Ich kann es schon verstehen, wenn nicht wirklich Gravierendes vorgefallen ist. Also wenn man halt nur ab und zu Knatsch hatte und Uneinigkeit bestand. Das kann man ja alles nicht mehr lösen, wenn derjenige vor einem klärenden Gespräch gestorben ist. Da redet man sich das eben schön, damit man nicht ständig darüber nachdenkt, was man eh nicht mehr ändern kann.

Wenn man allerdings vom Ehemann jahrelang missbraucht wurde, ist das etwas anderes. Da wäre eh nie eine Klärung erfolgt. Da kann ich mir nun nur vorstellen, dass sie insgeheim erleichtert ist, dass er tot ist.

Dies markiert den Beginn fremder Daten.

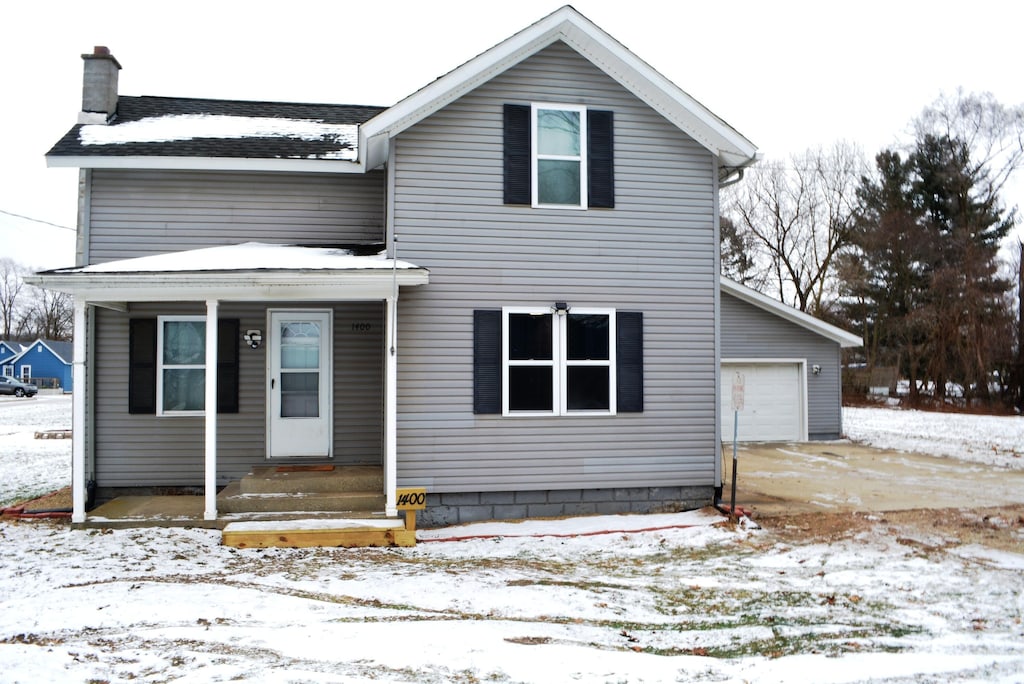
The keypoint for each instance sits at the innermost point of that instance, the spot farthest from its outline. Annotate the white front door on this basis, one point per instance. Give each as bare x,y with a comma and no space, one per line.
299,384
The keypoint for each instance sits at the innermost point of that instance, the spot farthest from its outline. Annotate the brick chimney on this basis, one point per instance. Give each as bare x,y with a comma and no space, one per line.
99,86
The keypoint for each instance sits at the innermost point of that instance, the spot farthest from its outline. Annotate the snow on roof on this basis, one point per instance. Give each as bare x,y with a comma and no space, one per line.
248,256
172,128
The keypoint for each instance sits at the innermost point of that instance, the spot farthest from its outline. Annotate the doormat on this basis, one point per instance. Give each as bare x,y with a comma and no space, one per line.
304,469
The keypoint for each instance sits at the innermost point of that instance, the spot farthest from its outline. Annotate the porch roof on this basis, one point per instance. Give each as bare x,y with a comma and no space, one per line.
251,271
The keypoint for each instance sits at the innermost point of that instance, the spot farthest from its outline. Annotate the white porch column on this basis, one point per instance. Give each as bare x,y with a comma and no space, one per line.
390,404
210,411
79,422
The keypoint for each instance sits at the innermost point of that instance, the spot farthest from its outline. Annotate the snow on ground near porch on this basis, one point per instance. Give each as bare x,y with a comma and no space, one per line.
704,603
995,440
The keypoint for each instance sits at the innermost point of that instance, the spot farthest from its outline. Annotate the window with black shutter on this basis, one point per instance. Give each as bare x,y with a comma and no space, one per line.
167,366
543,362
559,156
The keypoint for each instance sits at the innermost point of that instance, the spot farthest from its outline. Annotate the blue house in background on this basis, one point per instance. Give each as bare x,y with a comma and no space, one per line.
9,350
45,362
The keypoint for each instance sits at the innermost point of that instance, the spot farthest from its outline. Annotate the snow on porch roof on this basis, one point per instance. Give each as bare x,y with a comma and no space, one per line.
245,257
251,271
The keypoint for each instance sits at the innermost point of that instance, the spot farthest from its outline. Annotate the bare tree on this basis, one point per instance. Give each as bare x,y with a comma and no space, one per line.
798,214
50,315
10,291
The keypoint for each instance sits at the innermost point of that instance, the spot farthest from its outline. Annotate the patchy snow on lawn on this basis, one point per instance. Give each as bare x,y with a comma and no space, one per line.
31,467
996,440
690,599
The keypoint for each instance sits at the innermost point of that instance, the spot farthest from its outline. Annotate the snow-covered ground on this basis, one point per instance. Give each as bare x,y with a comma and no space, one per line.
694,600
996,440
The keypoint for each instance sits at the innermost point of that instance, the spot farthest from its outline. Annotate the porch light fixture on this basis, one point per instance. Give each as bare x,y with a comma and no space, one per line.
253,338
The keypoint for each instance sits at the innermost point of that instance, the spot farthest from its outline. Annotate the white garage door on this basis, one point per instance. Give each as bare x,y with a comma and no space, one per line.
774,402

Das aber nagt an ihrem Gewissen, so dass sie eben die tief trauernde Witwe mimt.

Aber was heißt schon "mimen". Das ist meist gar keine bewusste Entscheidung. Man reagiert halt instinktiv auf den Tod dieses Menschen, so wie es einem am meisten gut tut. Mit der Zeit wird da ein Prozess in Gang kommen, währenddessen sie die Sache wieder klar sieht und dann wird sie es hoffentlich wenigstens für sich klären, warum sie das alles so lange ertragen hat.

Im Moment würde ich daher gar nicht viel dazu sagen. Die engsten Angehörigen dürfen so reden und handeln, wie es ihnen am besten passt. Wenn sie dann so weit sind, kann man ja vielleicht durch Gespräche helfen.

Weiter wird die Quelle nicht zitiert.